Deep recursion was detected at 'replace'

leanprover / lean3

Lean Theorem Prover

http://leanprover.github.io/

Apache License 2.0

2.15k stars 217 forks source link

Deep recursion was detected at 'replace' #1988

Closed stop-cran closed 5 years ago

stop-cran commented 5 years ago

Prerequisites

Lean 3.4.1 for Windows (githash: 17fe3decaf8ae236f0d0ff51ac8fd7f6940acdee). Also reproducible in the web editor.

Description

I played around with simple dependent type examples. However, following expression has failed to reduce:

def calc_type : bool → Type
| ff := ℕ
| tt := char

def calc_str : Π (b : bool), calc_type b → string
| ff := λ (n : ℕ), "nat"
| tt := λ (c : char), "char"

#check calc_str ff           -- success: calc_str ff : calc_type ff → string
#eval (calc_str ff) nat.zero -- success: "nat"
#reduce calc_type ff         -- success: ℕ
#reduce calc_str ff          -- hangs

The error message shown by executing lean.exe src\main.lean (the web editor hangs silently):

...\lean\src\main.lean:12:0: error: deep recursion was detected at 'replace' (potential solution: increase stack space in your system)

Also I would expect the type of calc_str ff to be reduced ℕ → string, but I'm not sure if #check should do it. Anyway, #reduce calc_type ff → string yields ℕ → string_imp.

digama0 commented 5 years ago

This is not a bug, this is lean running out of memory / stack space because you tried to #reduce a complicated definition. #eval often works better, but here you aren't evaluating the function. #reduce is computationally intensive here because it has to reduce "nat". Even #reduce 'n' overflows, because the char contains a proof that the natural number is less than 1114112, and that has to be unfolded to a million nat.succ's.

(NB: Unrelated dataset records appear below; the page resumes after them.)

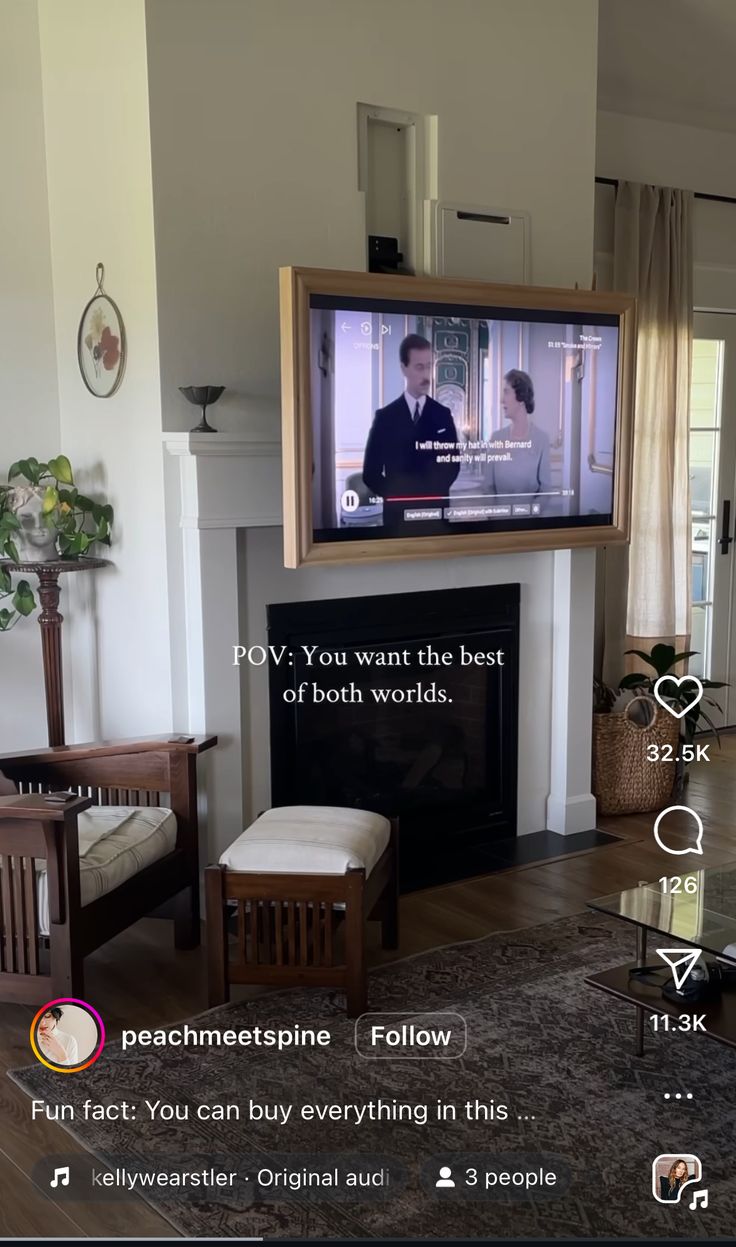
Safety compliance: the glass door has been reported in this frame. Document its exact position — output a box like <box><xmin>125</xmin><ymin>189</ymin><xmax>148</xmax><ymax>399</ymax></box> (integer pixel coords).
<box><xmin>689</xmin><ymin>312</ymin><xmax>736</xmax><ymax>726</ymax></box>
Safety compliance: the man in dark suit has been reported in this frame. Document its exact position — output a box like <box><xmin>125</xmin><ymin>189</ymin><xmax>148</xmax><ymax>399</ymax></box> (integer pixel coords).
<box><xmin>363</xmin><ymin>333</ymin><xmax>460</xmax><ymax>534</ymax></box>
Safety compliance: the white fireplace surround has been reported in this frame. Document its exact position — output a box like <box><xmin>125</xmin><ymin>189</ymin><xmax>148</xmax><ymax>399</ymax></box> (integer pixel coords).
<box><xmin>163</xmin><ymin>430</ymin><xmax>595</xmax><ymax>860</ymax></box>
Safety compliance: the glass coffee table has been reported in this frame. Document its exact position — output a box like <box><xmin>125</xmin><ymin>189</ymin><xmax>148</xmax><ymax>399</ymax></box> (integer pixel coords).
<box><xmin>585</xmin><ymin>864</ymin><xmax>736</xmax><ymax>1056</ymax></box>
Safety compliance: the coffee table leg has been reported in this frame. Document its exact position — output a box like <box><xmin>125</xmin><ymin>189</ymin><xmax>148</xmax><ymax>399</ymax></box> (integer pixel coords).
<box><xmin>635</xmin><ymin>927</ymin><xmax>646</xmax><ymax>1056</ymax></box>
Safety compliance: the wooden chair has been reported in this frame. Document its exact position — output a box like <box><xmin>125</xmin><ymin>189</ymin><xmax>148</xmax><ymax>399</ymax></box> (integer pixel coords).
<box><xmin>205</xmin><ymin>819</ymin><xmax>399</xmax><ymax>1018</ymax></box>
<box><xmin>0</xmin><ymin>737</ymin><xmax>217</xmax><ymax>1004</ymax></box>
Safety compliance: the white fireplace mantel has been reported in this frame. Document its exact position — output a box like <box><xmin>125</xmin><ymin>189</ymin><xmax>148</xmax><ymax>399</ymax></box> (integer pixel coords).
<box><xmin>163</xmin><ymin>429</ymin><xmax>595</xmax><ymax>860</ymax></box>
<box><xmin>163</xmin><ymin>430</ymin><xmax>282</xmax><ymax>529</ymax></box>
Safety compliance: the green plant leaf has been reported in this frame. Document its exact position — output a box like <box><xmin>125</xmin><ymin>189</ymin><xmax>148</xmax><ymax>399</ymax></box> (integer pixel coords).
<box><xmin>651</xmin><ymin>642</ymin><xmax>677</xmax><ymax>676</ymax></box>
<box><xmin>49</xmin><ymin>455</ymin><xmax>74</xmax><ymax>485</ymax></box>
<box><xmin>699</xmin><ymin>707</ymin><xmax>721</xmax><ymax>744</ymax></box>
<box><xmin>12</xmin><ymin>580</ymin><xmax>36</xmax><ymax>615</ymax></box>
<box><xmin>41</xmin><ymin>485</ymin><xmax>59</xmax><ymax>515</ymax></box>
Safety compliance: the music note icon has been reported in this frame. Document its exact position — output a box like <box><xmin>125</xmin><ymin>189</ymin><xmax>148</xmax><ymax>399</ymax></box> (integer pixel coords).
<box><xmin>49</xmin><ymin>1165</ymin><xmax>69</xmax><ymax>1187</ymax></box>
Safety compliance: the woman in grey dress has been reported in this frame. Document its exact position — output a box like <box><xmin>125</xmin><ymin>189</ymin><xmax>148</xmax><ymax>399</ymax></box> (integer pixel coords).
<box><xmin>485</xmin><ymin>368</ymin><xmax>551</xmax><ymax>514</ymax></box>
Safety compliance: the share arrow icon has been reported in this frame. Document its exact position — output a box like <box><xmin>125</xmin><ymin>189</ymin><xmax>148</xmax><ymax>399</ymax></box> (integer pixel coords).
<box><xmin>656</xmin><ymin>948</ymin><xmax>700</xmax><ymax>991</ymax></box>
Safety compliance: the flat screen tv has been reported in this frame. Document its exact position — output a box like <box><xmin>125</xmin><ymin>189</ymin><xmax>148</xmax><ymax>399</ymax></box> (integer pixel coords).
<box><xmin>281</xmin><ymin>268</ymin><xmax>635</xmax><ymax>567</ymax></box>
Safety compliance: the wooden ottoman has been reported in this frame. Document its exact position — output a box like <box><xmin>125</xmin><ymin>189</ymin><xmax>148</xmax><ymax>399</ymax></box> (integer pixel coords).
<box><xmin>205</xmin><ymin>806</ymin><xmax>398</xmax><ymax>1018</ymax></box>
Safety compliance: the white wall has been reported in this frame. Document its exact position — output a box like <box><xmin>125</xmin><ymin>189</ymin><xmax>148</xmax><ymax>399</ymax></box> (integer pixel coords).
<box><xmin>245</xmin><ymin>529</ymin><xmax>553</xmax><ymax>833</ymax></box>
<box><xmin>0</xmin><ymin>0</ymin><xmax>60</xmax><ymax>751</ymax></box>
<box><xmin>146</xmin><ymin>0</ymin><xmax>598</xmax><ymax>429</ymax></box>
<box><xmin>595</xmin><ymin>112</ymin><xmax>736</xmax><ymax>311</ymax></box>
<box><xmin>39</xmin><ymin>0</ymin><xmax>171</xmax><ymax>739</ymax></box>
<box><xmin>146</xmin><ymin>0</ymin><xmax>606</xmax><ymax>831</ymax></box>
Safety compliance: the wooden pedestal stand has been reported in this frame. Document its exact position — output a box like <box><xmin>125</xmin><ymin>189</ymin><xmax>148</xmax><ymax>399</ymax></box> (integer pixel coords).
<box><xmin>0</xmin><ymin>559</ymin><xmax>110</xmax><ymax>746</ymax></box>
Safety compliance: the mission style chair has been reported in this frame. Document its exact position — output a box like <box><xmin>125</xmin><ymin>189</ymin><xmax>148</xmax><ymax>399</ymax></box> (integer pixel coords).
<box><xmin>0</xmin><ymin>736</ymin><xmax>217</xmax><ymax>1004</ymax></box>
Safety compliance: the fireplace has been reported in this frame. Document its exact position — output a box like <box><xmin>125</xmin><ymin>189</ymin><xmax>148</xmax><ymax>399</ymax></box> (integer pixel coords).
<box><xmin>267</xmin><ymin>585</ymin><xmax>519</xmax><ymax>890</ymax></box>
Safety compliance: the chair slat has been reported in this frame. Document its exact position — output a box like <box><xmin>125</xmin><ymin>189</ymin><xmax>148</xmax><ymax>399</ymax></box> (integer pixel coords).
<box><xmin>286</xmin><ymin>900</ymin><xmax>297</xmax><ymax>965</ymax></box>
<box><xmin>251</xmin><ymin>900</ymin><xmax>258</xmax><ymax>965</ymax></box>
<box><xmin>22</xmin><ymin>858</ymin><xmax>39</xmax><ymax>974</ymax></box>
<box><xmin>299</xmin><ymin>900</ymin><xmax>309</xmax><ymax>965</ymax></box>
<box><xmin>238</xmin><ymin>900</ymin><xmax>248</xmax><ymax>965</ymax></box>
<box><xmin>0</xmin><ymin>855</ymin><xmax>17</xmax><ymax>974</ymax></box>
<box><xmin>6</xmin><ymin>857</ymin><xmax>30</xmax><ymax>974</ymax></box>
<box><xmin>324</xmin><ymin>904</ymin><xmax>333</xmax><ymax>965</ymax></box>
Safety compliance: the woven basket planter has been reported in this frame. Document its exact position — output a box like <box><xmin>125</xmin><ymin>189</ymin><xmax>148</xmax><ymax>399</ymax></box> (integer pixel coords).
<box><xmin>593</xmin><ymin>696</ymin><xmax>680</xmax><ymax>814</ymax></box>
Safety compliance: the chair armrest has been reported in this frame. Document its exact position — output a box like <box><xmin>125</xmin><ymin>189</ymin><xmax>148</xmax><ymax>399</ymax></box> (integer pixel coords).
<box><xmin>0</xmin><ymin>792</ymin><xmax>92</xmax><ymax>823</ymax></box>
<box><xmin>0</xmin><ymin>736</ymin><xmax>217</xmax><ymax>771</ymax></box>
<box><xmin>0</xmin><ymin>792</ymin><xmax>92</xmax><ymax>925</ymax></box>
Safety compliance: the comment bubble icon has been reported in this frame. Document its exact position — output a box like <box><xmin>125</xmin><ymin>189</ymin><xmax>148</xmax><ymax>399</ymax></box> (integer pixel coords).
<box><xmin>654</xmin><ymin>806</ymin><xmax>702</xmax><ymax>857</ymax></box>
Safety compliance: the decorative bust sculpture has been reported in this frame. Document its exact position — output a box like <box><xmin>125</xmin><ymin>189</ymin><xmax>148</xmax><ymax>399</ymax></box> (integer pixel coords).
<box><xmin>11</xmin><ymin>485</ymin><xmax>59</xmax><ymax>562</ymax></box>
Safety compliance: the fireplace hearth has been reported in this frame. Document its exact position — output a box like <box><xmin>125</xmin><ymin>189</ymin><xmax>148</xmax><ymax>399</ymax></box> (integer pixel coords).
<box><xmin>267</xmin><ymin>585</ymin><xmax>519</xmax><ymax>890</ymax></box>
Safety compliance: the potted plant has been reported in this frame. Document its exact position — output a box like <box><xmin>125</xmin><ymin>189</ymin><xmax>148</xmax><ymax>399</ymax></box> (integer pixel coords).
<box><xmin>594</xmin><ymin>643</ymin><xmax>726</xmax><ymax>808</ymax></box>
<box><xmin>0</xmin><ymin>455</ymin><xmax>114</xmax><ymax>632</ymax></box>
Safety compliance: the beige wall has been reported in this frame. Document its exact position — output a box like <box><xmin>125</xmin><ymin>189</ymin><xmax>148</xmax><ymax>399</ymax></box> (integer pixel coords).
<box><xmin>595</xmin><ymin>112</ymin><xmax>736</xmax><ymax>311</ymax></box>
<box><xmin>146</xmin><ymin>0</ymin><xmax>598</xmax><ymax>832</ymax></box>
<box><xmin>146</xmin><ymin>0</ymin><xmax>598</xmax><ymax>429</ymax></box>
<box><xmin>0</xmin><ymin>0</ymin><xmax>60</xmax><ymax>749</ymax></box>
<box><xmin>39</xmin><ymin>0</ymin><xmax>171</xmax><ymax>739</ymax></box>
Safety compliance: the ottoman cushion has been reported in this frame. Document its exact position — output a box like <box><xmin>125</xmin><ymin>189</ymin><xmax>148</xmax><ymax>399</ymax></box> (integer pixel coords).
<box><xmin>220</xmin><ymin>806</ymin><xmax>390</xmax><ymax>875</ymax></box>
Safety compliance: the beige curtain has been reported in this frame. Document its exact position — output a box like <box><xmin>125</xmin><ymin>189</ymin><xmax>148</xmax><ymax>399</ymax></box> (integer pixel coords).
<box><xmin>603</xmin><ymin>182</ymin><xmax>692</xmax><ymax>686</ymax></box>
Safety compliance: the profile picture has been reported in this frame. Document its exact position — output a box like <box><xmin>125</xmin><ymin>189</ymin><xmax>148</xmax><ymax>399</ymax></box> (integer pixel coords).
<box><xmin>31</xmin><ymin>998</ymin><xmax>105</xmax><ymax>1074</ymax></box>
<box><xmin>651</xmin><ymin>1152</ymin><xmax>702</xmax><ymax>1203</ymax></box>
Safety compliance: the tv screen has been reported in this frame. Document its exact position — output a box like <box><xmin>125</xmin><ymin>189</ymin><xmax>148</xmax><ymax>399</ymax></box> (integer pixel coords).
<box><xmin>279</xmin><ymin>274</ymin><xmax>638</xmax><ymax>571</ymax></box>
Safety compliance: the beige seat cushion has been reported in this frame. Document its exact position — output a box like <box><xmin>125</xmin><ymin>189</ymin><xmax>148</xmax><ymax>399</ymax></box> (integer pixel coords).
<box><xmin>36</xmin><ymin>806</ymin><xmax>176</xmax><ymax>935</ymax></box>
<box><xmin>220</xmin><ymin>806</ymin><xmax>390</xmax><ymax>875</ymax></box>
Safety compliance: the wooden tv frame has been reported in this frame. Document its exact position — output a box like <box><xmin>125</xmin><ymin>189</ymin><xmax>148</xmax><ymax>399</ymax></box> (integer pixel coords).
<box><xmin>279</xmin><ymin>268</ymin><xmax>636</xmax><ymax>567</ymax></box>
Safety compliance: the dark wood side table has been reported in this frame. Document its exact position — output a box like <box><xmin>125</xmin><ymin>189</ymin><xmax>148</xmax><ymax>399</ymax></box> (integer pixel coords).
<box><xmin>0</xmin><ymin>559</ymin><xmax>110</xmax><ymax>746</ymax></box>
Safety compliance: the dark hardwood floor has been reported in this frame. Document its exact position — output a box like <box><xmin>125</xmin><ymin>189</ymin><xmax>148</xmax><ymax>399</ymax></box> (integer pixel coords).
<box><xmin>0</xmin><ymin>736</ymin><xmax>736</xmax><ymax>1238</ymax></box>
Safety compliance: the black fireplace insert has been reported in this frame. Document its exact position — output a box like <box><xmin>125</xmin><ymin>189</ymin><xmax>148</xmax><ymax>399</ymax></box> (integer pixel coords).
<box><xmin>267</xmin><ymin>585</ymin><xmax>519</xmax><ymax>890</ymax></box>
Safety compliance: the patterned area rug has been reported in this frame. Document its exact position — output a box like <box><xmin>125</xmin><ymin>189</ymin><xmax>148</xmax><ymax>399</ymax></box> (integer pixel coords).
<box><xmin>12</xmin><ymin>914</ymin><xmax>736</xmax><ymax>1238</ymax></box>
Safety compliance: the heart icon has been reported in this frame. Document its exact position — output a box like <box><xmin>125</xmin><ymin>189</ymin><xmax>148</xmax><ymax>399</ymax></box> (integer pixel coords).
<box><xmin>654</xmin><ymin>676</ymin><xmax>702</xmax><ymax>718</ymax></box>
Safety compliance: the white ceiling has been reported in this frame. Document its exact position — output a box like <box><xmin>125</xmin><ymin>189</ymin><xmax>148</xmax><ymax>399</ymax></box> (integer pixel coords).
<box><xmin>598</xmin><ymin>0</ymin><xmax>736</xmax><ymax>132</ymax></box>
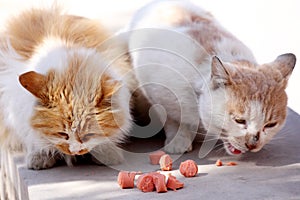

A possible point of confusion: #reduce calc_str ff does not calculate the type of calc_str ff, it calculates the value, which means reducing the lambda to a normal form (i.e. symbolically evaluating the function). To reduce the type of calc_str ff, you can #check it as you did to get the manifest type calc_type ff → string, and then #reduce that to get ℕ → string_imp as you (may or may not) expect.

x13pixels commented 5 years ago

FWIW, I'm seeing the same thing with this "complicated" definition:

theorem theorem1 : "Hello World" = "Hello " ++ "World" := rfl
#reduce theorem1

digama0 commented 5 years ago

@x13pixels It's the same issue. You should basically never expect #reduce on anything about strings to work. Even the very simplest example, #reduce 'a', still has to perform an amount of computation proportional to the number of unicode characters that exist. #reduce theorem1 is about 11 times as much computation as that.